Becky Stewart, a high school physics teacher, had attended so many workshops on reading strategies that she felt as if she could teach a session herself. She tried to do what was asked of her, utilizing K-W-L charts and close reading strategies, but she jokingly told her friend that if one more person told her that every teacher was a teacher of reading, she would quit her job and find work in a research lab.
For years, disciplinary teachers have felt they were being asked to supplement their content with a separate reading curriculum. "I'm not a reading teacher," Becky explained. "My degree is in science, and I want to teach science. I really don't want a job where I am responsible for teaching kids how to read and write."
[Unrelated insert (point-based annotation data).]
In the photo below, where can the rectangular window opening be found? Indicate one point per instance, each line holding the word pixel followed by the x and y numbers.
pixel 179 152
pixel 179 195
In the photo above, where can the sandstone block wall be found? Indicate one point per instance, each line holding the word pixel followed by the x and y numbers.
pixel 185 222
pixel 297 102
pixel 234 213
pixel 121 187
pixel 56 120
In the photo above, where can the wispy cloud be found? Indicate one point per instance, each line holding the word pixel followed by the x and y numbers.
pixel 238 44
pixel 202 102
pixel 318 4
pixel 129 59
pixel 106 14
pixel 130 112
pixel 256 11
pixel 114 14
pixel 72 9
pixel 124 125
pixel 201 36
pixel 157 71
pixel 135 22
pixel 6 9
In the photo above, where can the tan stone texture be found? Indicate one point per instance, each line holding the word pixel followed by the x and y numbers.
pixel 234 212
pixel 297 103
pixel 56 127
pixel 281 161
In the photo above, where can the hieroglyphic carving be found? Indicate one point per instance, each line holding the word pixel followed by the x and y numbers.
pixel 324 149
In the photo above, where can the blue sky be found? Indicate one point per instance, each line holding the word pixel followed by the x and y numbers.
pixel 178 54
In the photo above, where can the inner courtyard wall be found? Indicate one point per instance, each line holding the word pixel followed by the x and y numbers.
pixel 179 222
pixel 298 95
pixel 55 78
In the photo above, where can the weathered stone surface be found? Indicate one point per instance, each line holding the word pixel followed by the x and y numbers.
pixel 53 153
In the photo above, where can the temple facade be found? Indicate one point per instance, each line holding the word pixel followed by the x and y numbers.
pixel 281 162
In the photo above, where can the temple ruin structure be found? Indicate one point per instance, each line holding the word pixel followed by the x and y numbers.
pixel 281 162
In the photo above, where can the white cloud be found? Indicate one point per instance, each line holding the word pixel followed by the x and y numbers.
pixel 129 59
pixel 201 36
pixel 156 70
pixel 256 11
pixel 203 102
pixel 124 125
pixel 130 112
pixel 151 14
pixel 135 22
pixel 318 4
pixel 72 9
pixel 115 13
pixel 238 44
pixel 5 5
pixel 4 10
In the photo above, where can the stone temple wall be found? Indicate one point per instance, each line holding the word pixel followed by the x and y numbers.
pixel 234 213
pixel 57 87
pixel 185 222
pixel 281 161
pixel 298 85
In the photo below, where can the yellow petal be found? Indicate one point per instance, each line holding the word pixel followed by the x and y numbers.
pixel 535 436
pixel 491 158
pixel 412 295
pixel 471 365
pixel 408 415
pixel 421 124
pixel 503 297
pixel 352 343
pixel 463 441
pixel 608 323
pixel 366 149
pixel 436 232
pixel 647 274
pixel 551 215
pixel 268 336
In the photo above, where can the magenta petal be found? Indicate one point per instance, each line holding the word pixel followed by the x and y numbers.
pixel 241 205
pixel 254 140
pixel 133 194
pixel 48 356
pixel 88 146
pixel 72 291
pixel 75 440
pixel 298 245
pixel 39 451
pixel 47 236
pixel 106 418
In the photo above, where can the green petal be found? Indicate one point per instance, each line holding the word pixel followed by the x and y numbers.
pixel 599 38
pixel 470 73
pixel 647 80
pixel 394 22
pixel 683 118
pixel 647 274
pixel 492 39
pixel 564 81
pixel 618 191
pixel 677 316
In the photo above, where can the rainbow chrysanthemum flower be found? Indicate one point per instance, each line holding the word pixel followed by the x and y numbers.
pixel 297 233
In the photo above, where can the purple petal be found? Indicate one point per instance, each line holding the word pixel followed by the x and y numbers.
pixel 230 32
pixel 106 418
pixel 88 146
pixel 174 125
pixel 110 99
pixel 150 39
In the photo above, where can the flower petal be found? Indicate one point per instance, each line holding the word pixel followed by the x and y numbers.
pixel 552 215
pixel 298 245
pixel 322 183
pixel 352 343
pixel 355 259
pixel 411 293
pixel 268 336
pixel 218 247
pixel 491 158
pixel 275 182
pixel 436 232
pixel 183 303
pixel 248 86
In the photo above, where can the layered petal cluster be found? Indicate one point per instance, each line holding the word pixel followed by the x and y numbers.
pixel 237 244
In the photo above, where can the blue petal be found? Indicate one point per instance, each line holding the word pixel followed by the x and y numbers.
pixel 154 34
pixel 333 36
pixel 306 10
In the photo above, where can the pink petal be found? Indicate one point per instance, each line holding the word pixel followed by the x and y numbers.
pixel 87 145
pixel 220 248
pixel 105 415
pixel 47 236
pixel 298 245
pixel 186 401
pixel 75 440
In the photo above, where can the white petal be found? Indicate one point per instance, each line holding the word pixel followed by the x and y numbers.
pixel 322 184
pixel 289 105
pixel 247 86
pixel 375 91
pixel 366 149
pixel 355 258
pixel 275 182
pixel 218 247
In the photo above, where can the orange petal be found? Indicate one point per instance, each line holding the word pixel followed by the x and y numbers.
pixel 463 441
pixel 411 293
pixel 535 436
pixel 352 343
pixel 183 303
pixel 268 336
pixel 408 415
Becky is not alone. Even English teachers point out that they, like other content-area teachers, have a full curriculum that doesn't start or end with basic literacy skills. And beware of asking a math teacher, whose very language is often represented in ways other than the alphabet, what she thinks of the reading strategy movement. Elective or special area teachers, such as those who teach music or the arts, are also often asked to include literacy strategies in their teaching, though their texts may be in the form of props, canvas, clay, or sheets of music rather than a traditional book. Since a text is really anything imbued with meaning (Draper, 2015), it doesn't make sense to require teachers who rarely use print-centric materials to employ traditional reading methods to help students gain understanding.
One of the problems with such a narrow definition of text is the "one-size-fits-all" reading strategy movement, where generic strategies are often used as isolated activities completely unrelated to the content. Some schools, for instance, implement "strategies of the week" in which all teachers must use a common concept map or have a similar word wall related to their current unit of study. Such an approach doesn't help students understand when and how a strategy might be used or adapted, and it can actually undermine their ability to become independent and flexible learners.
Enter Disciplinary Literacy
Disciplinary literacy takes a turn away from isolated content-area strategies and clarifies what teachers can do to help their students learn in a more effective way. It respects the varied ways that students read, reason, write, think, speak, and, most important, participate in specific content areas. Researcher Elizabeth Moje (2010) deepens the definition by arguing that disciplinary learning doesn't just build knowledge but actually produces or constructs it. Let's consider the K-W-L mentioned earlier. This strategy has been shown to be generally effective in helping students
Reflect on what they already know (What I know).
Set a purpose for reading (What I want to know).
Review what they have learned (What I have learned).
However, it would be much more useful if the strategy were customized to various content areas, directing students to use their new knowledge. In other words, in a disciplinary literacy approach, the K-W-L strategy becomes something different for each content area:
Observe-infer-conclude in science (Alvermann, Gillis, & Phelps, 2009)
Deconstruct-solve-apply in math
Analyze-compare/evaluate-infer in history
Summarize-evaluate/analyze-write in English
Listen-comprehend-speak in foreign language
Observe-analyze-express in art
Content-area writing is similarly specific to each discipline. For example, a well thought-out metaphor may enhance a piece of writing in an English class but would hardly work for a written deconstruction of a math problem or the concise, factual writing needed in science. Getting students to think about content also requires targeted disciplinary skills. When a teacher asks students to think like a historian, he means that they must learn how to intuitively source materials, read closely for underlying bias, and engage in an analysis of the text or a comparison of one text to another. This sort of thinking, although it shares some commonalities with other disciplines, helps students learn how to specifically engage in the subject of history as opposed to, say, math or science. In short, disciplinary literacy is about doing the work of the disciplines instead of merely reading about it.
Diving into Disciplinary Literacy
But how do busy teachers make the shift to a disciplinary literacy classroom? It requires an embedded approach that honors the expertise of content-area teachers. First, they must identify what students need to learn and do to become successful in their content areas, preferably through dialogue with colleagues who teach the same content. Once they have named such skills and behaviors, they should focus on how to teach these skills while teaching content—not as a sidebar to the content. Admittedly, teachers may need to engage in a book or lesson study or even participate in a professional development opportunity to learn how best to teach the identified skills, but focusing on literacy skills within the disciplines brings to life a much richer schoolwide curriculum as students learn how to use literacy for different purposes in various subject areas.
As teachers discuss the skills students need in their content area, they can expand these lists and then determine the most effective instructional practices to help students practice and master such skills—all while engaging in the authentic work of their disciplines.
Through disciplinary literacy, we can create readers and writers who come to use literacy for its highest purpose—learning—with an expert by their side, a content area teacher who not only understands the subject but also how to use literacy to unlock it.